As of 2016, 76% of Canadians owned a smart device and many individuals and businesses depend on high-speed, reliable internet access in order to function on a daily basis, including: productivity, communication and purchasing.
Recognizing that a fast, reliable internet is essential for Canadians to participate in the digital economy, the CRTC has set up a fund with the goal that 90% of Canadian homes and businesses will have access to broadband speeds of at least 50 Mbps for downloads and 10 Mbps for uploads by the end of 2021.
Part of this fund involves the installation of fibre optic (FTTN and FTTH) and cable internet networks. What is the difference between these network types and if given the choice, which is the best option for you? In this article, we explain the meaning of these acronyms and breakdown their features.
What is FTTN?
FTTN stands for “fibre to the Node” or “fibre to the Neighborhood”. With FTTN, the internet service provider runs a line of fibre optic cable to a node in your area. From there, the “last mile” of the connection to your home uses the existing, slower copper coaxial cables.
- Compared to FTTH, FTTN is more cost-effective as the cost of installation is shared amongst other customers in your area that share the same node.
- Sets the stage for future upgrade of “last mile” fibre optics to homes from the node
- Users can access the internet if they are within 1 mile of the installation point.

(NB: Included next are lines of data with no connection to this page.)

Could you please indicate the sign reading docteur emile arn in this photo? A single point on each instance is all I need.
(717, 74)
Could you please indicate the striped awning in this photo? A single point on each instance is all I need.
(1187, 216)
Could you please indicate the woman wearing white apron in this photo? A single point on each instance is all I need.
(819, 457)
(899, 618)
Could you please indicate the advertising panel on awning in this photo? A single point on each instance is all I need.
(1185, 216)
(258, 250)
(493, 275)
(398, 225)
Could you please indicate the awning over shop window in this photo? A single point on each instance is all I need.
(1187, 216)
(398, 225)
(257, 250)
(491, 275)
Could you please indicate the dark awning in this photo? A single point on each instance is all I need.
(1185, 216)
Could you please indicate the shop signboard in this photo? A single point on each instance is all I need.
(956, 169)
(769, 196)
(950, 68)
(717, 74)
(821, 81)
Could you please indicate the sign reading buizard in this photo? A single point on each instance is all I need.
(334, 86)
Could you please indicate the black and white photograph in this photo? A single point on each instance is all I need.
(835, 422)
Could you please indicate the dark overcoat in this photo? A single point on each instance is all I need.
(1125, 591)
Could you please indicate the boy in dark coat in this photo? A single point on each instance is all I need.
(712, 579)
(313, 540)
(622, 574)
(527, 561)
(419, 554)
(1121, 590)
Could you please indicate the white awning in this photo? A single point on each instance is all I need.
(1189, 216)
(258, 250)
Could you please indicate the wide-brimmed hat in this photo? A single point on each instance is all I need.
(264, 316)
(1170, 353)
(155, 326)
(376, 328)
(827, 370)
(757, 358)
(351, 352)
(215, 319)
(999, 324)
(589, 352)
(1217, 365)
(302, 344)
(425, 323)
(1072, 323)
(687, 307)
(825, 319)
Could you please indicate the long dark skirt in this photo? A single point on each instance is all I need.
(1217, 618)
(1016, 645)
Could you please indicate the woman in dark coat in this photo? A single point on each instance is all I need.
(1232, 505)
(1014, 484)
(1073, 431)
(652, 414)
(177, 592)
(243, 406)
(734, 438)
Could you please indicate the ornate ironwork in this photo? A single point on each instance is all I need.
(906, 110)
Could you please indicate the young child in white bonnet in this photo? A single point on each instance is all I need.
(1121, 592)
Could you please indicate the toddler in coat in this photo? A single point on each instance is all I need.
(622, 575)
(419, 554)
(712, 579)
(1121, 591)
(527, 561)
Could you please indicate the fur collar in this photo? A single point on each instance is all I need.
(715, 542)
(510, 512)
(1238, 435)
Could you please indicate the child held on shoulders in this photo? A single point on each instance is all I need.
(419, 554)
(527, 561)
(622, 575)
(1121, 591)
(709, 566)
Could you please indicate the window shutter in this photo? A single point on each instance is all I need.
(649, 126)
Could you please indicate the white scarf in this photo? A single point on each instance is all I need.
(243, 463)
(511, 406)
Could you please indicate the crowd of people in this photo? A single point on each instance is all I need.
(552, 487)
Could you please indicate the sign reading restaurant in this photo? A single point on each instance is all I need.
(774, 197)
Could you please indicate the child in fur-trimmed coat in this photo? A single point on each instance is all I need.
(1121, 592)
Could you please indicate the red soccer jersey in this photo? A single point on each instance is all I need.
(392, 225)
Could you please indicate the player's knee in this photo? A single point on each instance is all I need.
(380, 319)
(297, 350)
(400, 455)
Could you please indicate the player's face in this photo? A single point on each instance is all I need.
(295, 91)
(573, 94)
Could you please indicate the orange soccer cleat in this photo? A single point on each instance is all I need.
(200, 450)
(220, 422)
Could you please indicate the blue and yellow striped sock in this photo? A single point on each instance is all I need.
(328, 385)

- Easy to diagnose and repair if any form of damage occurs.
- The “last mile” of copper cable acts as the bottle neck and throttles speeds.
- The speed to price ratio of FTTN is poor.
- Speeds are comparable to cable internet.
- Data rate is determined by the customer’s proximity to the node.
What is FTTH?
Also known as FTTP (Fibre to the Premises) and FTTB (Fibre to the Building), FTTH stands for “Fibre to the Home”. With FTTH, the internet service provider runs the fibre optic cable to a node in your area as well as straight to your home. With the cable line being run directly to your property, there is no need to use copper cables or telephone wires.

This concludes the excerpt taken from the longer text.